Tabel met een overzicht van de bijwerkingen
De volgende bijwerkingen, weergegeven in Tabel 1, zijn verzameld uit klinische onderzoeken met octreotide:
Bijwerkingen (Tabel 1) zijn gerangschikt naar frequentie, de meest frequente eerst, met gebruikmaking van de volgende afspraak: zeer vaak (≥1/10); vaak (≥1/100, <1/10); soms (≥1/1.000, <1/100); zelden (≥1/10.000, <1/1.000) zeer zelden (<1/10.000), inclusief geïsoleerde meldingen. Binnen iedere frequentiegroep worden bijwerkingen gerangschikt naar afnemende ernst.

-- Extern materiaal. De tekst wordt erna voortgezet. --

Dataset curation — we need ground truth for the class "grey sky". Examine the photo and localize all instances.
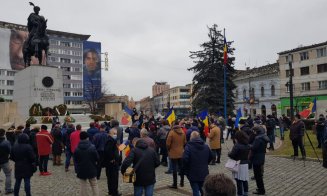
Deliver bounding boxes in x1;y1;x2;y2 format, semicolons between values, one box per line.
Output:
0;0;327;100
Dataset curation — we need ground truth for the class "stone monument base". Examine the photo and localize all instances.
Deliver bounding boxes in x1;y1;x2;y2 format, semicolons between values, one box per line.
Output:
13;65;64;119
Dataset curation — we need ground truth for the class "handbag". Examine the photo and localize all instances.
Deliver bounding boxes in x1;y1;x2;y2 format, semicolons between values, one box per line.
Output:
123;150;145;183
225;159;240;172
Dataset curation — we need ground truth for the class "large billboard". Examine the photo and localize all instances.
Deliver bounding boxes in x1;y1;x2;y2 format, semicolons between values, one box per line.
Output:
0;28;38;70
83;41;101;101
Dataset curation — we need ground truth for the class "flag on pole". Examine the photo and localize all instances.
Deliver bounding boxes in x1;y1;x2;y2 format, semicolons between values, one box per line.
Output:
197;110;209;137
235;108;242;128
299;98;317;118
164;107;176;125
224;33;228;65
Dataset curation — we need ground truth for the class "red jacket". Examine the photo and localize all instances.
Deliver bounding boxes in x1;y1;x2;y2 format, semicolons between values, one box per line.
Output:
36;129;53;156
70;130;81;153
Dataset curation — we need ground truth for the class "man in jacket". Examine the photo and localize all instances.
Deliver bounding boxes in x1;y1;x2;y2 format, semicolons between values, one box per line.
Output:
0;129;13;194
36;125;53;176
183;131;212;196
74;132;99;196
103;128;121;196
290;114;306;159
121;139;160;196
208;119;221;165
93;123;108;180
250;126;269;195
166;122;186;189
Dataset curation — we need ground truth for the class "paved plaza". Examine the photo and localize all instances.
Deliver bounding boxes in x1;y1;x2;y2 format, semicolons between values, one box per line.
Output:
0;140;327;196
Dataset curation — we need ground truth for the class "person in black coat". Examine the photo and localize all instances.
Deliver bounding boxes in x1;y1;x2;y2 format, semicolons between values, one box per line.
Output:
103;128;121;196
74;131;99;196
121;139;160;196
11;133;36;196
250;126;269;195
182;131;213;195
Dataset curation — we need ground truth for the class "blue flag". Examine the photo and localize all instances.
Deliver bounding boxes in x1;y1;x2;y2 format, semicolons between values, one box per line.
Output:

Tabel 1 Bijwerkingen gemeld in klinisch onderzoek | |
Maagdarmstelselaandoeningen | |
Zeer vaak: | Diarree, buikpijn, misselijkheid, constipatie, flatulentie |
Vaak: | Dyspepsie, braken, zwelling van de buik, steatorroe, dunne ontlasting, verkleuring van de ontlasting |
Zenuwstelselaandoeningen | |
Zeer vaak: | Hoofdpijn |
Vaak: | Duizeligheid |
Endocriene aandoeningen | |
Vaak: | Hypothyreoïdie, schildklieraandoening (bijv. verlaagd TSH, verlaagd totaal T4 en verlaagd vrij T4) |
Lever- en galaandoeningen | |
Zeer vaak: | Cholelithiase |
Vaak: | Cholecystitis, galgruis, hyperbilirubinemie |
Voedings- en stofwisselingsstoornissen | |
Zeer vaak: | Hyperglykemie |
Vaak: | Hypoglykemie, gestoorde glucosetolerantie, anorexie |
Soms: | Dehydratie |
Algemene aandoeningen en toedieningsplaatsstoornissen | |
Zeer vaak: | Injectieplaatsreacties |
Vaak: | Asthenie |
Onderzoeken | |
Vaak: | Transaminasespiegels verhoogd |
Huid- en onderhuidaandoeningen | |
Vaak: | Pruritus, rash, alopecia |
Ademhalingsstelsel-, borstkas- en mediastinumaandoeningen | |
Vaak: | Dyspneu |
Hartaandoeningen | |
Vaak: | Bradycardie |
Soms: | Tachycardie |
Postmarketing
Spontaan gemelde bijwerkingen, weergegeven in Tabel 2, zijn gemeld op vrijwillige basis en het is niet altijd mogelijk om betrouwbaar een frequentie of een causaal verband met de blootstelling aan het geneesmiddel vast te stellen.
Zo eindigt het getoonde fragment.